The 27-nation bloc has agreed to freeze the assets of Gaddafi, his family and government, and ban the sale of goods such as tear gas and anti-riot equipment.

It is believed the EU sanctions are aimed at strengthening a raft of measures passed by the United Nations Security Council on Saturday, which include referring Libya to the International Criminal Court (ICC) over the brutal crackdown on pro-democracy protesters.

Luis Moreno-Ocampo, the prosecutor of the ICC, said a preliminary investigation into possible crimes against humanity committed in Libya would begin on Monday.

"There will be no impunity for leaders involved in the commission of crimes," he said.

He said he would decide within a few days whether or not to launch a full investigation of alleged crimes committed since February 15, that would enable prosecutors to collect evidence and request an arrest warrant against those identified as responsible.

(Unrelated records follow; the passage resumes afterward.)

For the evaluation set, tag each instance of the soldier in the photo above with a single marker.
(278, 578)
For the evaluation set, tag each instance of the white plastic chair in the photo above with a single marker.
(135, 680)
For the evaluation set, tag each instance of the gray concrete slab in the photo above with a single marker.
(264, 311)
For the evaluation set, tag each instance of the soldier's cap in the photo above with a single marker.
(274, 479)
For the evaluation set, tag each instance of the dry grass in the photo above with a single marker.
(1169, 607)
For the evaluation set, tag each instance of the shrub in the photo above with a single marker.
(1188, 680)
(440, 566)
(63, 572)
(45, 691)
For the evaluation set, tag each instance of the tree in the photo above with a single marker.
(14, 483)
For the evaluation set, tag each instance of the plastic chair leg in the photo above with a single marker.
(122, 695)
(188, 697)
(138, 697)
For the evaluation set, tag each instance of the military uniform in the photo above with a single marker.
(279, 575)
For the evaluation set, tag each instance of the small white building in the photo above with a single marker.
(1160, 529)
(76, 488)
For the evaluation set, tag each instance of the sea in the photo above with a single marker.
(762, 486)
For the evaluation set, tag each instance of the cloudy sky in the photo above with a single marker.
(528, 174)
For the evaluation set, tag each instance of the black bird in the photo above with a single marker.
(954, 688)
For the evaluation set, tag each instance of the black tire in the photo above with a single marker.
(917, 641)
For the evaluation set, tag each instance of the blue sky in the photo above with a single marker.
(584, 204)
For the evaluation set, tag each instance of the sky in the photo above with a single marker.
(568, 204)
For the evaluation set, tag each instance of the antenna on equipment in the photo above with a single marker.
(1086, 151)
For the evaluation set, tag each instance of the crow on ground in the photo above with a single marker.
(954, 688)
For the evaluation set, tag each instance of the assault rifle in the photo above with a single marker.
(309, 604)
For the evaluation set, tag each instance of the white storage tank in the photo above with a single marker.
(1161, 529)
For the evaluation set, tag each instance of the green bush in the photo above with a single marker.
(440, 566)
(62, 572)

A growing number of world leaders are placing pressure on Gaddafi to step down amid a violent uprising.

On Sunday Britain and Canada followed moves by the US to freeze the assets of Gaddafi and his family, while on Monday Germany said it is proposing to freeze all financial payments to Libya for 60-days.

'Exile is an option'

Navi Pillay, the UN human rights chief, told the conference that the international community must support reforms in the Middle East in "words and deeds".

"The council should not relax its vigilance over Libya as the threat of violent reprisals against civilians still looms," she said.

"Although we have not seen credible independent evidence that Gaddafi has used jets to attack the protesters, that doesn't mean that he will not."

Ibrahim Sharquieh,
Brookings Doha Centre

The moves come amid growing outrage over the bloodshed in Libya, blamed on forces loyal to Gaddafi. The embattled leader remains defiant despite the opposition gaining ground across the country, and has vowed to purge the country of protesters "city by city, house by house".

The US is pressing Europe for tough sanctions on the Libyan government to turn up the heat on Gaddafi, saying that sanctions would convince the leader's remaining loyalists to abandon his regime.

"The US has a wider sanctions regime than the UN has decided and they would like the Europeans to step in on that," Al Jazeera's Nick Spicer, reporting from Geneva, said.

Speaking in Cairo, John McCain and Joe Lieberman, two leading US senators, called for the immediate imposition of a no-fly zone over Libya.

They also urged the White House to recognise the "provisional government" set up by Gaddafi opponents in the eastern city of Benghazi.

Speaking to Al Jazeera, Ibrahim Sharquieh, the deputy director of the Brookings Doha Centre, said that  a "no-fly zone is certainly a good idea".

"Although we have not seen credible independent evidence that Gaddafi has used jets to attack the protesters, that doesn't mean that he will not."

David Cameron, the British prime minister, said the UK is working with its allies on a plan to establish a military no-fly zone over Libya, a move also mentioned by Jay Carney, a White House spokesman.

Carney added that Gaddafi could go into exile to help satisfy demands by the US for him to step down.

"Exile is certainly one option for him to affect that change," he said on Monday.